To join a clinical trial for Myasthenia Gravis (mg), review the eligibility criteria on the trial detail pages, then talk to your doctor about whether a trial is right for you. Your doctor can help you evaluate the potential benefits and risks.
Phase 3 trials are large-scale studies that test whether a treatment is effective and monitor side effects. There are 0 Phase 3 trials for Myasthenia Gravis (mg), representing treatments closest to potential FDA approval.
Clinical trials follow strict safety protocols overseen by Institutional Review Boards (IRBs) and the FDA. Participants are monitored closely and can withdraw at any time. Always discuss risks and benefits with your healthcare provider before enrolling.
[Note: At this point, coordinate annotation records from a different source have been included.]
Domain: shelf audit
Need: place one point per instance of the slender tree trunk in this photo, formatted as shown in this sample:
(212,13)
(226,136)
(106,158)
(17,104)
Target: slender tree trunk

Trial data sourced from the ClinicalTrials.gov API. This site does not provide medical advice, always talk to your doctor about clinical trial participation.
The this entity record above pulls directly from the NIH ClinicalTrials.gov registry. What follows is the per-entity context — how this entity sits in the broader U.S. clinical trials and research registries distribution and which underlying factors drive the headline numbers.
Every number on this page links back to the NIH ClinicalTrials.gov registry; the methodology page describes the inputs, refresh cadence, and known limitations of the underlying data product.
For readers using this page as a decision input, the related-entity pages elsewhere on the site provide the comparison set. The most useful comparison for this entity is typically a peer within active and historical clinical trials with similar size, similar exposure, or similar geography — not the national-level summary alone.